Não restam dúvidas de que Angra do Heroísmo é uma das mais importantes cidades históricas de Portugal. Com um riquíssimo arquivo cultural, religioso e civil, a cidade encanta quem a visita. Dependendo da sua idade e gosto, José Álamo Meneses deixa-lhe sugestões de dois programas para um dia bem passado na cidade açoriana: “Para quem tem um interesse mais centrado na vertente cultural, convido a cá vir fora da época de verão, numa altura em que a cidade está mais calma e sossegada. Desafio-vos a ver a cidade, percorrer as suas ruas e contemplar os seus monumentos, sempre acompanhados de uma boa literatura que permita entender a história das coisas. E neste programa há dois pontos que são de visita obrigatória: a Memória e o Monte Brasil. Para quem deseje maior atividade e interação, nada melhor que vir na altura do verão, se possível durante as Sanjoaninas, um festival histórico com mais de 500 anos, que todos os anos movimenta dezenas de milhares de pessoas. Não poderia também deixar de vos convidar a participar nas nossas touradas de rua, que apelam sobretudo ao convívio”. Quer procure um programa mais cultural ou um mais festivo saiba que quando aqui chegar terá sempre uma cidade de braços abertos à sua espera.

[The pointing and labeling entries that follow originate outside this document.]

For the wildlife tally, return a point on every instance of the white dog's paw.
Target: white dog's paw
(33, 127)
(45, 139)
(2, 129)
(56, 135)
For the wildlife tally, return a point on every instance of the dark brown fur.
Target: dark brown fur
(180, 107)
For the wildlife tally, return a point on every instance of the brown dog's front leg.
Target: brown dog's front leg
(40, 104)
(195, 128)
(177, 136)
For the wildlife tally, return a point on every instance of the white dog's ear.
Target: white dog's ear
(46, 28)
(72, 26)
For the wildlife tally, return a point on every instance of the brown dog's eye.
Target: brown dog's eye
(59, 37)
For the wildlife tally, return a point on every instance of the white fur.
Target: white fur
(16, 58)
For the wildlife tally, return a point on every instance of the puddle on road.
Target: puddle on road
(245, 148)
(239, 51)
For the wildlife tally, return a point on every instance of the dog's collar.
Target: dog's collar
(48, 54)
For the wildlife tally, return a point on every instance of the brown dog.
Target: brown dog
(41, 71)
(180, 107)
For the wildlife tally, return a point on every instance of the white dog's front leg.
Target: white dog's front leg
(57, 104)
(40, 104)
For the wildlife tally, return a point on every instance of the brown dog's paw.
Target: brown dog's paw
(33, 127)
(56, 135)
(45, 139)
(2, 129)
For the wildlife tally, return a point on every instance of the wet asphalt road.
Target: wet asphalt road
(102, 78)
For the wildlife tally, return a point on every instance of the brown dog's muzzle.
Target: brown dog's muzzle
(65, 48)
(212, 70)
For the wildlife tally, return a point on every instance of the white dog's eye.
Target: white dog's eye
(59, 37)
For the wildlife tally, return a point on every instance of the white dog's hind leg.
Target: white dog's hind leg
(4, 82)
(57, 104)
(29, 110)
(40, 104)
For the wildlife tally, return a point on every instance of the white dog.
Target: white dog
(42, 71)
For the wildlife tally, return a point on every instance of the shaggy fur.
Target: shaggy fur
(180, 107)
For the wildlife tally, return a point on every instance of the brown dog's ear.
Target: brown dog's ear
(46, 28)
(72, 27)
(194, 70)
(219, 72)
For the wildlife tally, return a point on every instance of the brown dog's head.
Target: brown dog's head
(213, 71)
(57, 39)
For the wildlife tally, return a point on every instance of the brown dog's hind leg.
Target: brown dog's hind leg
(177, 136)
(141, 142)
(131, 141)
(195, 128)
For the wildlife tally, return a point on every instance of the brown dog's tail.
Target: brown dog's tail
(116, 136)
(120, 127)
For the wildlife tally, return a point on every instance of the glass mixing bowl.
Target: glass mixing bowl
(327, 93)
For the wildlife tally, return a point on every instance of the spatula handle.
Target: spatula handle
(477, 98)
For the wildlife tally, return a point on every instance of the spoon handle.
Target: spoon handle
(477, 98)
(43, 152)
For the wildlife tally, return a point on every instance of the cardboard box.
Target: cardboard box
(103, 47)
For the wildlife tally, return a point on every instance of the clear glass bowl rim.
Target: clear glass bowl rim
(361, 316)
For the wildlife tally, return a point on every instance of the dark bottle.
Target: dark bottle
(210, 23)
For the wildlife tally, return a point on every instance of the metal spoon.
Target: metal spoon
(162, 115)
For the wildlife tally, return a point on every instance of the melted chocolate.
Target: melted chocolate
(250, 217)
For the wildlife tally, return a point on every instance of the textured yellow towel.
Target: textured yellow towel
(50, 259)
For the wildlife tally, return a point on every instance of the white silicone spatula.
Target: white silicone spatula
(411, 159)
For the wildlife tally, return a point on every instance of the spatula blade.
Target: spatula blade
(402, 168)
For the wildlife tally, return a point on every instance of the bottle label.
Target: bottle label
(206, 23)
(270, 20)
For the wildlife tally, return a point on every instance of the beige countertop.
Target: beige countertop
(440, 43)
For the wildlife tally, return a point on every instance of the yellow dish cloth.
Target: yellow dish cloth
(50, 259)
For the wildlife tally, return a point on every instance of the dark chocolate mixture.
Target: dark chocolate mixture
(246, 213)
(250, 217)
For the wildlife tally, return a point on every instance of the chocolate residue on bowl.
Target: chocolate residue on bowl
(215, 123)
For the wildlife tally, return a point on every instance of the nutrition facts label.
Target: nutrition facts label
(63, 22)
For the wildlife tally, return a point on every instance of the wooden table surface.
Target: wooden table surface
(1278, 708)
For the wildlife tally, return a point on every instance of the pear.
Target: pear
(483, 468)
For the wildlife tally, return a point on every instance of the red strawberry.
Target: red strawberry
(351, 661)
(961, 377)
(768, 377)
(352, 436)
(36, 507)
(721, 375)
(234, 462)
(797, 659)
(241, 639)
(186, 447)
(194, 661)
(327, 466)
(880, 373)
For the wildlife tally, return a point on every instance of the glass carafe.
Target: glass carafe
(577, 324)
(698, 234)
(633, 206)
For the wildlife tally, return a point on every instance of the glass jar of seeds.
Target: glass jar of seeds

Festas do Divino Espírito Santo a Património Imaterial da UNESCO

Desde 1983 que Angra do Heroísmo é classificada como Património Mundial da UNESCO. No entanto, esta distinção pode não ser a única, uma vez que os Municípios de Angra do Heroísmo, Ponta Delgada e Alenquer estão a trabalhar na criação de uma associação intermunicipal das Festas do Divino Espírito Santo para preparar uma candidatura a Património Mundial Imaterial da UNESCO. As celebrações ligadas ao Divino Espírito Santo são um dos traços mais marcantes da identidade açoriana, constituindo um culto milenar que, para além de marcar o quotidiano insular, determina traços identitários dos açorianos.